Co-Authored-By: Claude Opus 4.6 <noreply@anthropic.com>
---
 strix/llm/llm.py | 63 ++++++++++++++++++++++++++++++++++++++++++++++++
 1 file changed, 63 insertions(+)
diff --git a/strix/llm/llm.py b/strix/llm/llm.py
index 4f624956a..57790e40b 100644
--- a/strix/llm/llm.py
+++ b/strix/llm/llm.py
@@ -159,12 +159,28 @@ async def generate(
         messages = self._prepare_messages(conversation_history)
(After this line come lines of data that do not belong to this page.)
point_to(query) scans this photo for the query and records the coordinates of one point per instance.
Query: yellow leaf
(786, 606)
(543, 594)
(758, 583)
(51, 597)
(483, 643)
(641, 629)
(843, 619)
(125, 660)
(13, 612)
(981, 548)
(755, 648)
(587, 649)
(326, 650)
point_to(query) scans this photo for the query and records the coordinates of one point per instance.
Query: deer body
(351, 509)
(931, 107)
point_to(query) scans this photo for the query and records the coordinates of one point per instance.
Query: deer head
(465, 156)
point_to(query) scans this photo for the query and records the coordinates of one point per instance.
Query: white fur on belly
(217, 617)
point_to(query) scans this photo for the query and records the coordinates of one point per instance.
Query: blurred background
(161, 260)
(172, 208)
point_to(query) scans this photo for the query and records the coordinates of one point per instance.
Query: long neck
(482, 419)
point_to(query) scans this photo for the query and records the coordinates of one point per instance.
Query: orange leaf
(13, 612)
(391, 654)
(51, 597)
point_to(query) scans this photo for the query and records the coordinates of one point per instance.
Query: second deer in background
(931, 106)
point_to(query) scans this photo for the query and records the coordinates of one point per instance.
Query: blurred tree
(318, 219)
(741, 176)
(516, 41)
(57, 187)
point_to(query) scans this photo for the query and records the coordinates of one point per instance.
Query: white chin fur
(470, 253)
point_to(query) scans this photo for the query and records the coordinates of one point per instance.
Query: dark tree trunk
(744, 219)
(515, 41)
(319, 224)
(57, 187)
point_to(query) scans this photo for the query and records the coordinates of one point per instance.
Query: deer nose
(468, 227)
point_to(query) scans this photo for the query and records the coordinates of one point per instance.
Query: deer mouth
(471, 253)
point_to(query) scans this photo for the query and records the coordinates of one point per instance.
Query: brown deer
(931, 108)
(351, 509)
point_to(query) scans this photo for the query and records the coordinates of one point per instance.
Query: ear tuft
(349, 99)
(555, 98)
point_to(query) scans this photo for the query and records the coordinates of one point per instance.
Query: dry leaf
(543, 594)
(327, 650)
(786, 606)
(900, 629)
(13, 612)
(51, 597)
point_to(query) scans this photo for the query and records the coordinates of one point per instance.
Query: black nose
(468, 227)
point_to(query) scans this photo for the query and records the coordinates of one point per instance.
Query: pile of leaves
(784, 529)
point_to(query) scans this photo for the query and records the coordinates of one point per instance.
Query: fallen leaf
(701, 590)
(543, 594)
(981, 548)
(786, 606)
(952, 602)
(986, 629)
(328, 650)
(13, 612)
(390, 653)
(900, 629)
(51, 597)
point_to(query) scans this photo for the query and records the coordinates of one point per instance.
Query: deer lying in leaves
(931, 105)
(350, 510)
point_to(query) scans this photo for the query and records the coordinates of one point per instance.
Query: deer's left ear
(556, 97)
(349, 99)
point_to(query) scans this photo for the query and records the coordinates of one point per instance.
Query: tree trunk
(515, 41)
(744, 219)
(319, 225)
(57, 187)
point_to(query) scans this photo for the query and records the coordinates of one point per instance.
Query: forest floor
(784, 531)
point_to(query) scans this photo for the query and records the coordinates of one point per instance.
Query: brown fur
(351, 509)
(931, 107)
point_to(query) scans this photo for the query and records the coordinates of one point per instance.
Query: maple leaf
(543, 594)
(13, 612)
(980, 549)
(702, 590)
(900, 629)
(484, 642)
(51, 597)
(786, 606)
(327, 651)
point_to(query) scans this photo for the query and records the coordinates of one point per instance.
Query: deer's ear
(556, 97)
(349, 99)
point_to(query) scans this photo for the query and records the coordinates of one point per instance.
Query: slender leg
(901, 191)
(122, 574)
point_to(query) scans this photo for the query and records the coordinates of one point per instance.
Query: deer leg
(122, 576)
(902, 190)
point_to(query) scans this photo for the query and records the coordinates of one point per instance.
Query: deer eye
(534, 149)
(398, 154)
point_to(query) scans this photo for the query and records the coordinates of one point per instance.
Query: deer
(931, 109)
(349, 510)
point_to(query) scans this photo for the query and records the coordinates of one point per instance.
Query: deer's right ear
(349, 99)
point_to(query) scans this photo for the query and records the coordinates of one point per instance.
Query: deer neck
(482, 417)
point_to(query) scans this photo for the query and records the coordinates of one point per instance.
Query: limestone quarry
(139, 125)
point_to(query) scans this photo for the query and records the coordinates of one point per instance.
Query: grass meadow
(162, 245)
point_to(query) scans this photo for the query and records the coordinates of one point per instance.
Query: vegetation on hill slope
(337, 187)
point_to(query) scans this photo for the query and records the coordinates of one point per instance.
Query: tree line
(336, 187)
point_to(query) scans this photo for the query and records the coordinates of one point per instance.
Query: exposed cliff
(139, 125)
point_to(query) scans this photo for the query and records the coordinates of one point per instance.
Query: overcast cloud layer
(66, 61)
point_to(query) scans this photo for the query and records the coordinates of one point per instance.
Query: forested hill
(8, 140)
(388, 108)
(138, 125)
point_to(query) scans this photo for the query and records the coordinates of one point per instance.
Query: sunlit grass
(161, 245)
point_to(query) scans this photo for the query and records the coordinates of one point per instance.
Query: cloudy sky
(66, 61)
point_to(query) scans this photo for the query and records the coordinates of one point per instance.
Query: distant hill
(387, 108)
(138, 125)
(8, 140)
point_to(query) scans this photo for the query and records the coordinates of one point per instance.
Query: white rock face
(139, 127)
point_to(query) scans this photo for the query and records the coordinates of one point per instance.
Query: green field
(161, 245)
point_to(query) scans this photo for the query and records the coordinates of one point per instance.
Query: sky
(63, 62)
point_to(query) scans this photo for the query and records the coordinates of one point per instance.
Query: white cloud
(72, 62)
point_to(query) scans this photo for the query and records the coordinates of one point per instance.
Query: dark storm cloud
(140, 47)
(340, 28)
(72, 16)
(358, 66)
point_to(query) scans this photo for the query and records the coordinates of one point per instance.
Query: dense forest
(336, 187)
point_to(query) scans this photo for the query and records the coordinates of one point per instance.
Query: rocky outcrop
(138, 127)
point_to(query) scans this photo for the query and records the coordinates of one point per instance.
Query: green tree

         max_retries = int(Config.get("strix_llm_max_retries") or "5")
 
+        bad_request_retried = False
+        bad_request_truncated = False
+
         for attempt in range(max_retries + 1):
             try:
                 async for response in self._stream(messages):
                     yield response
                 return  # noqa: TRY300
             except Exception as e:  # noqa: BLE001
+                if self._is_bad_request(e):
+                    if not bad_request_retried:
+                        bad_request_retried = True
+                        await asyncio.sleep(2)
+                        continue
+                    truncate_enabled = Config.get("strix_truncate_on_oversize") or ""
+                    if (
+                        not bad_request_truncated
+                        and truncate_enabled.lower() in ("1", "true", "yes")
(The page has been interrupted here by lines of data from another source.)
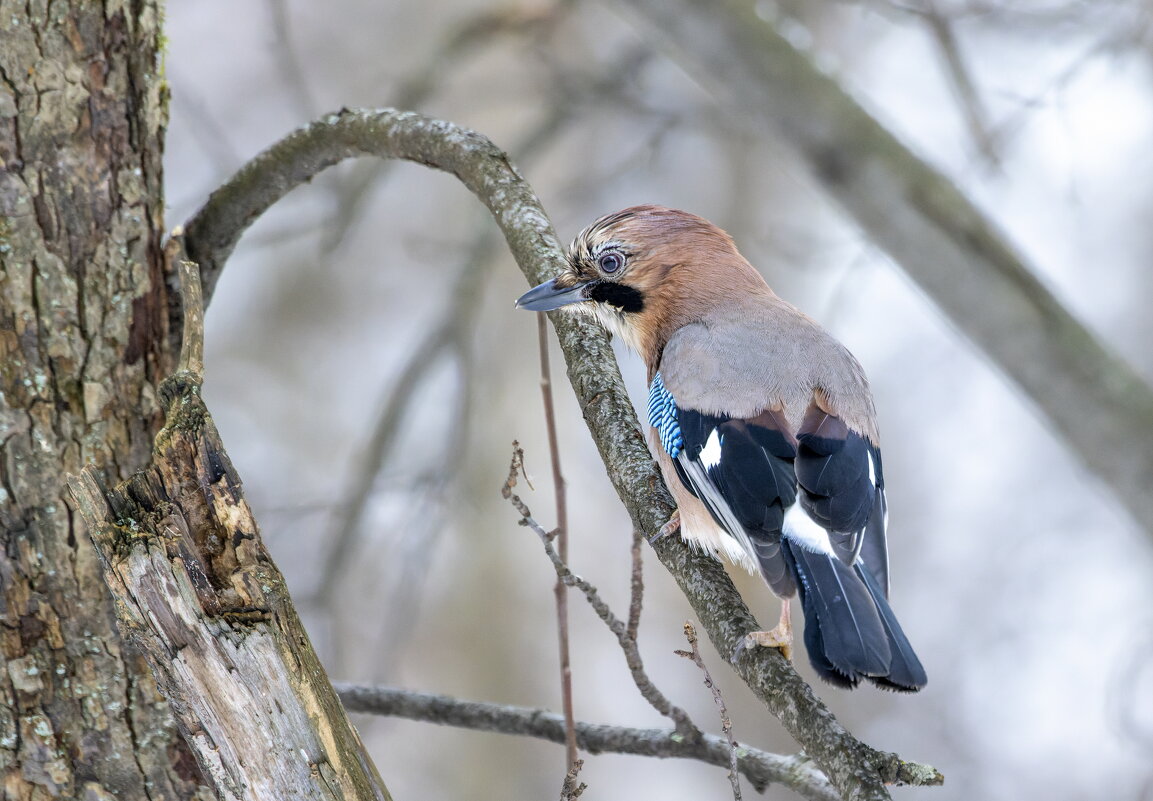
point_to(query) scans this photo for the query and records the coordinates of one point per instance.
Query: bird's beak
(549, 296)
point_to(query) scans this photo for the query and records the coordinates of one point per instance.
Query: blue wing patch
(663, 417)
+                        and self._truncate_large_tool_results(messages)
+                    ):
+                        bad_request_truncated = True
+                        continue
                 if attempt >= max_retries or not self._should_retry(e):
                     self._raise_error(e)
                 wait = min(90, 2 * (2**attempt))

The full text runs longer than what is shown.